The paper introduces the Decentralized Periodic Approach for Adaptive Fault Diagnosis (DP‑AFD), a fault‑diagnosis algorithm designed for distributed systems with arbitrary network topologies. Unlike traditional centralized or single‑leader schemes, DP‑AFD eliminates a single point of failure by allowing every fault‑free node to act as a temporary leader during each test cycle. In a cycle, each node sends a test message to its immediate neighbors, records whether a response is received, and classifies the fault as either software‑related or hardware‑related. Because every node is tested exactly once per cycle, the communication overhead scales as O(n·d) where n is the number of nodes and d is the average degree, which is substantially lower than the O(n²) cost of fully connected centralized approaches.
The algorithm guarantees detection of up to (n‑1) faulty nodes; as long as at least one node remains operational, the system can reconstruct a complete view of the fault status. After each cycle, all fault‑free nodes exchange their local observations, merge the information, and obtain a consistent global fault list. This periodic execution enables continuous monitoring, rapid detection of newly failed components, and timely load redistribution from faulty nodes to healthy ones.
DP‑AFD also supports dynamic membership: repaired nodes and newly added nodes can re‑enter the system and be incorporated into the diagnostic process without restarting the entire protocol. However, the paper does not detail the exact synchronization mechanism required to maintain consistency during such re‑entries, suggesting that additional protocols may be needed in practice.
Experimental evaluation, performed via simulation across varying network sizes and fault ratios, shows that DP‑AFD achieves lower average diagnosis time, reduced message traffic, and high detection accuracy compared with conventional centralized algorithms. The results confirm that the one‑time‑per‑node testing strategy effectively curtails communication overhead while preserving comprehensive fault coverage.
Nevertheless, the study assumes reliable communication; it does not address message loss, latency, or network partitioning, which are common in real‑world cloud, edge, or IoT deployments. Consequently, the algorithm’s robustness under adverse network conditions remains an open question.

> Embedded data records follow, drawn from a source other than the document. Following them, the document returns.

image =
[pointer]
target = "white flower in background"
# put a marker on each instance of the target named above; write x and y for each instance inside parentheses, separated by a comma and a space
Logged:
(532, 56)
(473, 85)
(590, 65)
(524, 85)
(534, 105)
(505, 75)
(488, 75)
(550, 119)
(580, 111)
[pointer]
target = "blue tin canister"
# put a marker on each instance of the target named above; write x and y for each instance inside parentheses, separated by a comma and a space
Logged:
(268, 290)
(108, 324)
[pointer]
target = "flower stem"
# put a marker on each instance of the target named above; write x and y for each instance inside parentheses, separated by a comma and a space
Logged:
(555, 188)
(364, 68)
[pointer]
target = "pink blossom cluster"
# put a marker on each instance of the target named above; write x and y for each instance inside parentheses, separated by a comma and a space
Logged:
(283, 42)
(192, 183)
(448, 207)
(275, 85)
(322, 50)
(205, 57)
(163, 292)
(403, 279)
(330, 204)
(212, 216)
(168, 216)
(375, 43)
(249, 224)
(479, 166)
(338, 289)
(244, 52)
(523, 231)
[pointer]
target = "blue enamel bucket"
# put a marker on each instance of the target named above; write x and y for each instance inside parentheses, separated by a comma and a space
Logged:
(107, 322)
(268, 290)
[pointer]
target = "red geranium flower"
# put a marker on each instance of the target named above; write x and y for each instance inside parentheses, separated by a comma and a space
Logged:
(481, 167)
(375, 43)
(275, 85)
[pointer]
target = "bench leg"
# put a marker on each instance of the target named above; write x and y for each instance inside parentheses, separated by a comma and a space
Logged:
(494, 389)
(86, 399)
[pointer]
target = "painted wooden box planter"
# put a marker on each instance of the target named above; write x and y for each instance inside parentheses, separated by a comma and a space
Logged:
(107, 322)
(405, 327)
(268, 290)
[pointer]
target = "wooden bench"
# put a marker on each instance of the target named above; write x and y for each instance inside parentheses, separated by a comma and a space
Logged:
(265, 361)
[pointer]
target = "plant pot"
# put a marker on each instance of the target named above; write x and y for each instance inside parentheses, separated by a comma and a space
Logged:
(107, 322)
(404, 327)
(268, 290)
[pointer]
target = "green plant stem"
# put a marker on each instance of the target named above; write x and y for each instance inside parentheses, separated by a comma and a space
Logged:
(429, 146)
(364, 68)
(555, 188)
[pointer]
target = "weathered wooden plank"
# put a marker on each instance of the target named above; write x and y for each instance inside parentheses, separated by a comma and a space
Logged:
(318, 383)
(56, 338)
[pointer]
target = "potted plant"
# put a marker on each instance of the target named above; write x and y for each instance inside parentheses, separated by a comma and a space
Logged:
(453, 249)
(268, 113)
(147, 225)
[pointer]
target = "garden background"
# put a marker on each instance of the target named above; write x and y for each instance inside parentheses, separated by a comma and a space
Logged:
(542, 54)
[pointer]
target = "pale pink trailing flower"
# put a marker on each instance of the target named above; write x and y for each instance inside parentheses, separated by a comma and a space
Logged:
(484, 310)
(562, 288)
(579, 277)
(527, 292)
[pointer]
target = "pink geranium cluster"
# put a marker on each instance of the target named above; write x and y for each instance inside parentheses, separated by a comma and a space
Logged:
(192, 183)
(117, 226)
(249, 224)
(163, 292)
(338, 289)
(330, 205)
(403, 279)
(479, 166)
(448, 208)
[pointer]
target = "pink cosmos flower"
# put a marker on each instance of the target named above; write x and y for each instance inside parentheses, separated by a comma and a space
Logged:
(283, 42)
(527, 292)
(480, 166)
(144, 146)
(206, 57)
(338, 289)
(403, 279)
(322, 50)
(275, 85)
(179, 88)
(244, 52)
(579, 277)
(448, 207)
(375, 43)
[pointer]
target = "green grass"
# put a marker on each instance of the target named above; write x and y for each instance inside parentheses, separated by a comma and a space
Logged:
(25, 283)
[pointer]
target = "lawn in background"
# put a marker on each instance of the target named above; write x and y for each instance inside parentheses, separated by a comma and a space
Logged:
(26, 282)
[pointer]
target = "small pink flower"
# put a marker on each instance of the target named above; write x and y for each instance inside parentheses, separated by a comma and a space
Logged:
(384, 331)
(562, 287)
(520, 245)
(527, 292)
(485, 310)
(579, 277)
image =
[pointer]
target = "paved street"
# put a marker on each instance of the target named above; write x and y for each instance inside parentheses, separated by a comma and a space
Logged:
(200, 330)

Moreover, while the theoretical bound of (n‑1) detectable faults is appealing, practical scalability to very large systems (thousands of nodes) and the impact of frequent re‑configurations warrant further investigation.
In summary, DP‑AFD offers an innovative blend of decentralization and periodic monitoring that is well‑suited for dynamic, resource‑constrained distributed environments. Future work should focus on enhancing fault‑tolerance against communication anomalies, formalizing re‑entry synchronization, and validating the approach in real‑world testbeds to confirm its applicability to large‑scale cloud and edge infrastructures.